Radio 3 listeners were probably unaware of any acoustical problem. But for others at the back of the hall, or high up in the gallery, the music was nothing more than a faint aural disturbance somewhere in the middle distance. Still, the strings managed to articulate the first movement rhythms with impressive unanimity, and in the slow movement Anthony Halstead stitched together a sequence of harpsichord arabesques like ornate embroidery. But the 19th-century interior swallowed up the 18th-century sound. Performance space, like authentic technique, is rarely ideal. In an imperfect world, you make do with what's available.

Perhaps that's why many musicians prefer the recording studio, where everything can be directed to capturing the ultimate sound. Even so, things go missing. One lesson to emerge from the Albert Hall experience on Monday, in a concert not otherwise remarkable for programming flair, was to do with concerto form itself. Instruments, like people, can behave strangely in public places. In the harpsichord concerto, it was a curious matter that the music carried further in the slow movement than in the outer movements, where the instrument went full tilt against the orchestral tutti, yet the whole ensemble made a puny noise.

In the 5th Brandenburg Concerto, flute and violin soloists imparted a more penetrating quality not only to the solo harpsichord itself, but also to the entire string orchestra.
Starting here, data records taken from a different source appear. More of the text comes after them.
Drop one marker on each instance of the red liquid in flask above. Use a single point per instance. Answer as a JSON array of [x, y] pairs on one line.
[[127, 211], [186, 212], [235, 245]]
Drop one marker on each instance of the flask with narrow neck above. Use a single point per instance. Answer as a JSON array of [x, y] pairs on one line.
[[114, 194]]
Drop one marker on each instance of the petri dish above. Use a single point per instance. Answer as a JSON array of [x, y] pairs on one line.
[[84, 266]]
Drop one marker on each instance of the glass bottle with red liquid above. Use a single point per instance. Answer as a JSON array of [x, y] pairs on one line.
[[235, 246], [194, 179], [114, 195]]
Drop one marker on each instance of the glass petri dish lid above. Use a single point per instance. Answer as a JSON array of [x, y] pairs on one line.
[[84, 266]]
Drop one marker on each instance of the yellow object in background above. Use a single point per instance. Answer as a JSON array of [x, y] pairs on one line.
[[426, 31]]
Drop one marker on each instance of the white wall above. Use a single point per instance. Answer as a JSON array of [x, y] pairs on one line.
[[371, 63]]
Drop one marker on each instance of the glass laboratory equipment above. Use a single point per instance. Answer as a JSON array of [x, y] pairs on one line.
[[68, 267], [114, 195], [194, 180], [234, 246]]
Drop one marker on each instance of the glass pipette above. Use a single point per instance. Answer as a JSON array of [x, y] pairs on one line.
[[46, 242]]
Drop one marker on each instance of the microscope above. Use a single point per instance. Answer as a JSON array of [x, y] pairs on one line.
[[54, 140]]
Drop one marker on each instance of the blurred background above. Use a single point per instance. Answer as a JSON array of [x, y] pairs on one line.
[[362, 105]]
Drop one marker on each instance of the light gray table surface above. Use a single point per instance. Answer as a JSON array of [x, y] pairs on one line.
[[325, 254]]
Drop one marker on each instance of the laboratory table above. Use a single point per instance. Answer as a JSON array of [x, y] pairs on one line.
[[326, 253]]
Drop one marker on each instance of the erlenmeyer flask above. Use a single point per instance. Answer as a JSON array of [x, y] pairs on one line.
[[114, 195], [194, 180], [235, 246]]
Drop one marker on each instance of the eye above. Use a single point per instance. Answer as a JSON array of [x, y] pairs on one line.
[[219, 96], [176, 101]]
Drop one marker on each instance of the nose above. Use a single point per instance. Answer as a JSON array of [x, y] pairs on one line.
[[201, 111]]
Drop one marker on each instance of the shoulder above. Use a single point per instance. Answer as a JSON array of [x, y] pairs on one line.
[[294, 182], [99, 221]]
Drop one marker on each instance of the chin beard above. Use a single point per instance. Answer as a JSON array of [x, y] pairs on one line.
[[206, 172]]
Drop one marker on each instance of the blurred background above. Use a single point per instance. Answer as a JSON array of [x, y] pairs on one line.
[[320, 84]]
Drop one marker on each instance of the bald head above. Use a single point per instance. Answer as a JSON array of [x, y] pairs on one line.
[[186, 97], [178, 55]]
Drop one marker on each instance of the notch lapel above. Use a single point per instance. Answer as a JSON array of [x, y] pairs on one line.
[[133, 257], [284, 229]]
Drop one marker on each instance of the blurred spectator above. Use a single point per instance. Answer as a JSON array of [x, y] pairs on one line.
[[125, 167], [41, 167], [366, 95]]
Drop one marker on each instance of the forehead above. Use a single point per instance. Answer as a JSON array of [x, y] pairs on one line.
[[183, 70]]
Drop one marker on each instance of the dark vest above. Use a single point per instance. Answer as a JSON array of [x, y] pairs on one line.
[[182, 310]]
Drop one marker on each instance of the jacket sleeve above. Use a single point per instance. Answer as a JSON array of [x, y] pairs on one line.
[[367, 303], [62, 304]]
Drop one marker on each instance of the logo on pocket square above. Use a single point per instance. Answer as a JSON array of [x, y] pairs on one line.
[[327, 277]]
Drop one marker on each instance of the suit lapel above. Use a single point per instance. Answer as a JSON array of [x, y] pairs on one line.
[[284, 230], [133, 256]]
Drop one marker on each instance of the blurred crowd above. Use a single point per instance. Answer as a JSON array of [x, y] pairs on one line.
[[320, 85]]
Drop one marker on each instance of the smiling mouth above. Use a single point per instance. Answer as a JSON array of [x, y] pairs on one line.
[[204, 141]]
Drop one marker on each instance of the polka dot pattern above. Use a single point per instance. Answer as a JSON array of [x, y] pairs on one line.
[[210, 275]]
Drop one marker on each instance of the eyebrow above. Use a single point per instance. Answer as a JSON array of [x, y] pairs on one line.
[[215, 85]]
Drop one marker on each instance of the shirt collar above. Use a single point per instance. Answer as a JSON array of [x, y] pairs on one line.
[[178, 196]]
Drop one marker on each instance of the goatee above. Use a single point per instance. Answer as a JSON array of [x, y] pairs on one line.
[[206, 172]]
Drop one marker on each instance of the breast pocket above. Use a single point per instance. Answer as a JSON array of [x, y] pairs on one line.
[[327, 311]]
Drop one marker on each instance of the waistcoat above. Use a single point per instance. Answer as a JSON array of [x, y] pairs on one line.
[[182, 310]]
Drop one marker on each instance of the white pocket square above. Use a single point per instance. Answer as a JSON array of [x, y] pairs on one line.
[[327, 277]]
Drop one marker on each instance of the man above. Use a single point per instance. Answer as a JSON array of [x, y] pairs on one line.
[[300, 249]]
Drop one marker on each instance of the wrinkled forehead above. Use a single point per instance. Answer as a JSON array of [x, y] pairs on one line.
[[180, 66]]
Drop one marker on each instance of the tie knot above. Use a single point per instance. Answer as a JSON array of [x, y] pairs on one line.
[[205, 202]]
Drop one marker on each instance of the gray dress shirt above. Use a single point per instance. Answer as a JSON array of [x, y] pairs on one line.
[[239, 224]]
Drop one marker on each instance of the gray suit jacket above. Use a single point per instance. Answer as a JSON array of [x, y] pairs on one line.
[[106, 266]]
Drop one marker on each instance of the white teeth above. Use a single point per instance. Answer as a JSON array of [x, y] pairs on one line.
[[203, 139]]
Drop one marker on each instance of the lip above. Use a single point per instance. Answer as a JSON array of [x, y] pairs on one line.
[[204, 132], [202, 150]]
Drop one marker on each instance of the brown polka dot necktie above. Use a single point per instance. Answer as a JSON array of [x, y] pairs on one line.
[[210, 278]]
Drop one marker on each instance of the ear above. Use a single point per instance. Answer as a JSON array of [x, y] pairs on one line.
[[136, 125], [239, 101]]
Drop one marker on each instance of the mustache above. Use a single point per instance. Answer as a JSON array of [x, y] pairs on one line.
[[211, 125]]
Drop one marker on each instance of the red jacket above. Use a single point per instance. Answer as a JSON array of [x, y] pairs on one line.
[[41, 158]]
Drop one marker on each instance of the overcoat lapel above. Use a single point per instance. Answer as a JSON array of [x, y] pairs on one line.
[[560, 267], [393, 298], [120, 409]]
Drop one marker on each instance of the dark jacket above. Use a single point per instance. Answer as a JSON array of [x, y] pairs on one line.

Admittedly there was also plenty of strong, forward playing, with the first Allegro's long, central buildup - like a playful anticipation of Philip Glass. With the 2nd Brandenburg for a quartet of soloists - recorder, oboe, trumpet and violin - it was the period oboe, expertly played by Anthony Robson, that was the equal of the trumpet. Even the recorder, in duet, imparted a bright haze to the trumpet's highest notes and, in the Elysian rhapsody of the slow movement, filled the hall's vast spaces with its languid song.

How the details of Bach's forms compensate for these inequalities creatively is a fascinating conjecture. No doubt scholars can provide some answers. Perhaps Monday's lesson was that no great harm is done in trying to get authenticity, but there must be limits.